Wäre so etwas wie die Margarethenhöhe heute noch möglich und sinnvoll?

Metzendorf: Mit Sicherheit. Die Ideen von zeitgemäßem Bauen unter Aspekten von Enegieeffizienz, der Verbindung aller handwerklichen Disziplinen und Landschaftsgestaltung propagiert man längst wieder. Der Süden ist da fortschrittlicher. Beispiele in Bayern, Österreich oder experimentelle Wohnsiedlungen in Freiburg mit neuartigen Verkehrskonzepten zeigen das.

Warum lieben Menschen die Margarethenhöhe, nicht aber das Hörsterfeld?

Metzendorf: Es ist wohl der menschliche Maßstab dieser Gartenstädte, der Menschen anspricht. Das reicht vom Material, Größe und Optik bis hin zum Geruch, den ein bewusst platzierter Lindenbaum ausströmt. Architekten wie mein Großvater „inszenierten” die Siedlungen zusammen mit einem Grünkonzept. Obwohl die Margarethenhöhe dichter gebaut ist, als eine Hochhaussiedlung folgt sie doch dem Leitbild des humanen Städtebaus.

Wie beurteilen sie als Architekt und Stadtplaner die architektonische Situation heute in Essen?

Metzendorf: Essen machte Städtebau lange wie Patchwork. Es fehlten großräumige Entwürfe. Das änderte sich erst mit dem Plan zum Kruppgürtel. Das ist ein Zeichen, das auch Wahrzeichen werden könnte. Allein schon, weil man dort die Umgebung, den ,Genius loci' einbezieht. Eher negativ sehe ich den Einkaufskomplex am Limbecker Platz. Warum hat man da nicht Büros wie Chaix et Morel oder Chipperfield herangezogen. Eine Planungs-Chance für die Stadt sind weiterhin ihre Brachflächen, aber auch die Einbeziehung vorhandener Grünflächen. Das Stichwort müsste lauten: Qualitätvolle, bezahlbare Wohnungen statt Büroraum, auch innerstädtisch. Andere Städte machen das längst.
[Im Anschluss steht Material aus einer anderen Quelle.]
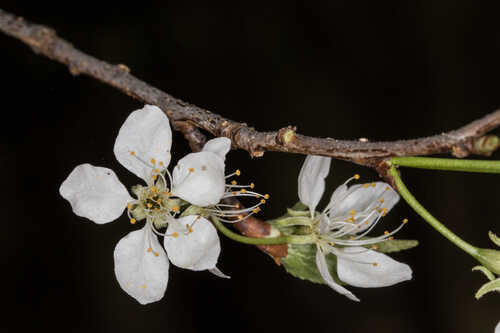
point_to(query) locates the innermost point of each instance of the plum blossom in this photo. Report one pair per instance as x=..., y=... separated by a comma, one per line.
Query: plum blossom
x=342, y=227
x=191, y=242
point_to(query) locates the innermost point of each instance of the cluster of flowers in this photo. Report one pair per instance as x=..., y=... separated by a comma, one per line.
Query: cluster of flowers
x=198, y=180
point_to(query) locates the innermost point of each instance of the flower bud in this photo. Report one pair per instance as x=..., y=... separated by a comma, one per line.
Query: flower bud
x=490, y=259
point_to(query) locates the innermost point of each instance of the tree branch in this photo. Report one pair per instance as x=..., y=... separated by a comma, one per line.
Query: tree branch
x=189, y=118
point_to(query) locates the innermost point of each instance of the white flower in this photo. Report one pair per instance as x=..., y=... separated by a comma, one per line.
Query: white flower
x=143, y=147
x=348, y=218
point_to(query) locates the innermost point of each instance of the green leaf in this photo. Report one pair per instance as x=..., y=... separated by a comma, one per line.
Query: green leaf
x=301, y=263
x=488, y=287
x=396, y=245
x=485, y=271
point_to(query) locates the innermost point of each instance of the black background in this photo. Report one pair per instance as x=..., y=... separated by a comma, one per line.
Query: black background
x=383, y=70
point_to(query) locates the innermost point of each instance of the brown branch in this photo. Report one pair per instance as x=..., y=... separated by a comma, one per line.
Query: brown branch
x=187, y=118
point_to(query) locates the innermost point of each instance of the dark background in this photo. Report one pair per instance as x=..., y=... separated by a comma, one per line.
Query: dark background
x=383, y=70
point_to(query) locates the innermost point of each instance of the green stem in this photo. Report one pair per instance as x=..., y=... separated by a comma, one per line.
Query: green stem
x=410, y=199
x=447, y=164
x=291, y=239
Sind die Ideen Ihres Großvaters noch aktuell?

Metzendorf: Vor allem, was das Denken in lokalräumlichen Bezügen und typischen Formen und Materialien angeht. Auch Architektur wurde global, austauschbar. Es gibt doch nicht nur Glas und Stahl. Vielleicht sollte man Georg Metzendorf und seine Zeitgenossen einmal umfassend präsentieren...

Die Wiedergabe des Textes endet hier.